The Connecticut Microgrid Design project is a strong example of Green Energy Corp’s work in community-centered resiliency planning. On the company’s dedicated project page, Green Energy Corp states that an energy corporation, acting on behalf of a town in Connecticut, engaged the company to design a microgrid serving a high school, a city-owned ice arena, and a major grocery/pharmacy as part of the Connecticut Department of Energy and Environmental Protection (DEEP) Microgrid Program. The public summary also explains that this 1.5 MW microgrid includes multiple resources—natural gas engines, a fuel cell, photovoltaics, and energy storage—actively managed by GreenBus® to enable continuous 24/7 service and operation as a resiliency center during major storms and their aftermath. Even in short form, this project presents a compelling picture of how microgrids can be structured around essential community assets.
What makes this case particularly meaningful is the selection of facilities. A high school, an ice arena, and a grocery/pharmacy each play different roles in daily life and in emergency conditions. Together, they represent a microgrid concept rooted in public continuity: education space that may also function as shelter, community infrastructure that supports local services, and a food-and-pharmacy anchor tied directly to health and basic needs. Designing a microgrid around these types of loads turns resilience from a technical abstraction into something highly tangible. It reflects a planning approach in which distributed energy resources are aligned with the places people actually rely on before, during, and after disruptive events. In that respect, the project is not simply a power design exercise; it is a resilience design exercise.

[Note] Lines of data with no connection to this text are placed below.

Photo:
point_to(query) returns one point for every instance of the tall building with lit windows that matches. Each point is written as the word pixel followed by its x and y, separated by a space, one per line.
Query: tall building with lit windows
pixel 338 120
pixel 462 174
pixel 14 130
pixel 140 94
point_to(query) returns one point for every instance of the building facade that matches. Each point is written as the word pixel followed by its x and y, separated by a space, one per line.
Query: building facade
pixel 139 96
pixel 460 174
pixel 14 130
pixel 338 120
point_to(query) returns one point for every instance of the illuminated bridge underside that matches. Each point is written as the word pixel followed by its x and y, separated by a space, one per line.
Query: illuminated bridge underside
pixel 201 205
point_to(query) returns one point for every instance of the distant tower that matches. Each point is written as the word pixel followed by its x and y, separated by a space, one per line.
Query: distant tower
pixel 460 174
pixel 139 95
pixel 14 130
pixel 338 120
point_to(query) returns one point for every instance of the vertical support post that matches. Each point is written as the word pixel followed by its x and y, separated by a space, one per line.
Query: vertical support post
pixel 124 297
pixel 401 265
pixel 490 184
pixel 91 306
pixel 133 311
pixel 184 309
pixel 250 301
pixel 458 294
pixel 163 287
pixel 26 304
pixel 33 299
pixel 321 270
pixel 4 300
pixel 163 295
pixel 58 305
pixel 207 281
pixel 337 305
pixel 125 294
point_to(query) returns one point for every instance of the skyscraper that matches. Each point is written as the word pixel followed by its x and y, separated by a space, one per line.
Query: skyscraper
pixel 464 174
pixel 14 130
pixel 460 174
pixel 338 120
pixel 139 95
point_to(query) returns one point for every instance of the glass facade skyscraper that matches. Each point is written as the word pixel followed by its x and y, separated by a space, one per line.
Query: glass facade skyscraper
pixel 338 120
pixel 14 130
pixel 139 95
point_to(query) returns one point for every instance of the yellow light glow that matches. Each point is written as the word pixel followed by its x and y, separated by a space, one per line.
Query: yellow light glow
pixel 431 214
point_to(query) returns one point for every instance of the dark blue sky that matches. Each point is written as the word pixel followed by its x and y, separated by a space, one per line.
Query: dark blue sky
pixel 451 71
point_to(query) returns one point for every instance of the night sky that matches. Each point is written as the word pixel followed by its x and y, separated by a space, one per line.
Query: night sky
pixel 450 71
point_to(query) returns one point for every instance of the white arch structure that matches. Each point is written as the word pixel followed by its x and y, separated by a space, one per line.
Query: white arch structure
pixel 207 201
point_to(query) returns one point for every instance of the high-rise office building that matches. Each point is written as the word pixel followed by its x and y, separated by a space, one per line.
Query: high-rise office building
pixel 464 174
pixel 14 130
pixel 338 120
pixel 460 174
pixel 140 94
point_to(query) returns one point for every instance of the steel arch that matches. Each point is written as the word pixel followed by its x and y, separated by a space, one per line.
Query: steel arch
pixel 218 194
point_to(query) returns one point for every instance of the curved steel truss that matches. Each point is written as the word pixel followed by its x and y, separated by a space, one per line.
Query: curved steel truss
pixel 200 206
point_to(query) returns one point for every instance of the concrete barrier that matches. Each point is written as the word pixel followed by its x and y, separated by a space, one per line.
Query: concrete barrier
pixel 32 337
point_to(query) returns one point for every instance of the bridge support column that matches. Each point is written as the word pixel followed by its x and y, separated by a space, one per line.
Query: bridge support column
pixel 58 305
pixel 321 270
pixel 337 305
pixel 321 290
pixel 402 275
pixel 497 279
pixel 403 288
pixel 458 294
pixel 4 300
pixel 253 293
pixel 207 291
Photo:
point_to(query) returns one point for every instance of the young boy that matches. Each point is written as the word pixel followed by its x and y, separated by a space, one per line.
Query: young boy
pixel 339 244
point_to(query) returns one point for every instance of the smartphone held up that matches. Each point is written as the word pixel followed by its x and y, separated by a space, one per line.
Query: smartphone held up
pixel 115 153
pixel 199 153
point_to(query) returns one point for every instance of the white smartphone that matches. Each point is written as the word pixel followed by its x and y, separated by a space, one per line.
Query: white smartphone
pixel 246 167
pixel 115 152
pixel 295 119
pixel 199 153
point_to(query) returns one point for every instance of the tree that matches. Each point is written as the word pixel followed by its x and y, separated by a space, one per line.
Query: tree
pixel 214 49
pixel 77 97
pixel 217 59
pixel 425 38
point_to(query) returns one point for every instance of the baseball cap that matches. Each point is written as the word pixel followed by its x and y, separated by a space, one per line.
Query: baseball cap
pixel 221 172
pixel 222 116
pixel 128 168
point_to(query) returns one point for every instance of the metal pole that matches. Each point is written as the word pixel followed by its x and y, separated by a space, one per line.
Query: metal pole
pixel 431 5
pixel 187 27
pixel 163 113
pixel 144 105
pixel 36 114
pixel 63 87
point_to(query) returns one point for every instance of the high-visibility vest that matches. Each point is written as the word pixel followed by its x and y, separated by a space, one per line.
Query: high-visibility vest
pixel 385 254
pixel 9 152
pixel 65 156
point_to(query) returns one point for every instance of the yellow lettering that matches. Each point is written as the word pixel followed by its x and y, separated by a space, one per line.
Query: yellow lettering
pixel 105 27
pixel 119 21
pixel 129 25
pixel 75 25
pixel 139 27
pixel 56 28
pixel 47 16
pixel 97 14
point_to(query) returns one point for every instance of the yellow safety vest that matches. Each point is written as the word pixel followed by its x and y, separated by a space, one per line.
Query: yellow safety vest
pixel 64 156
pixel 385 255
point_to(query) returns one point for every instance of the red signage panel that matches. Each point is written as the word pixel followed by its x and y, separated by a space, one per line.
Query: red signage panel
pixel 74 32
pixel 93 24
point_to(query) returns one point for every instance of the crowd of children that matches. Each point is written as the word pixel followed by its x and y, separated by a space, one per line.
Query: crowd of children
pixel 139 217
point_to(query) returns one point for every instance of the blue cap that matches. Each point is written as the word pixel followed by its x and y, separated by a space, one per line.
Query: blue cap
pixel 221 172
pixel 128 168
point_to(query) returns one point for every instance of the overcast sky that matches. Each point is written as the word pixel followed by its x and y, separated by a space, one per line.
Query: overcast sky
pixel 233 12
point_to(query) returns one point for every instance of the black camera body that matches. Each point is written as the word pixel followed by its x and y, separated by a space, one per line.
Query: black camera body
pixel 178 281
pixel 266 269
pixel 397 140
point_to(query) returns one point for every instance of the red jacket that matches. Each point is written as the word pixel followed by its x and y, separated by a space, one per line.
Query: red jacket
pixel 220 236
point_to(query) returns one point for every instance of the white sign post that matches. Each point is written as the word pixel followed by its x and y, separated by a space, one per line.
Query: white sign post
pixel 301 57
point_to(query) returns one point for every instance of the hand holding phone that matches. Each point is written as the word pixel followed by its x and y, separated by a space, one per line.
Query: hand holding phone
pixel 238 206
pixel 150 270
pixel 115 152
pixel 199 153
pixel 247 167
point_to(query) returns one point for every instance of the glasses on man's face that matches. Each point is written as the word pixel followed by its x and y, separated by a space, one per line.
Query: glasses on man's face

The resource mix described by Green Energy Corp also deserves attention. By combining natural gas engines, a fuel cell, solar generation, and storage, the project brings together dispatchability, clean energy contribution, operational flexibility, and redundancy. This multi-resource architecture is especially valuable for facilities that may need to remain available under a wide range of conditions. The use of GreenBus® active management suggests that the microgrid was designed not merely to switch between grid and backup modes, but to coordinate resources intelligently over time. In modern microgrid practice, that software-led orchestration is essential because it enables different assets to contribute according to need, operating condition, and resilience priorities. For public-sector and community projects, it also helps ensure that the value of the system extends beyond one isolated emergency scenario.
As expanded website-ready text, the Connecticut Microgrid Design project can be presented as a model for municipality-oriented energy resilience. It shows Green Energy Corp’s ability to design systems that bring critical facilities together under one operational strategy, supported by a balanced portfolio of generation and storage resources. It also reinforces the company’s role in helping communities participate in structured public programs aimed at strengthening local preparedness and grid resilience. For municipal leaders, campus planners, and energy partners, this case makes a strong statement: Green Energy Corp can help translate public resilience objectives into actionable microgrid designs that support essential services, improve readiness for major storms, and create a more dependable energy foundation for community infrastructure.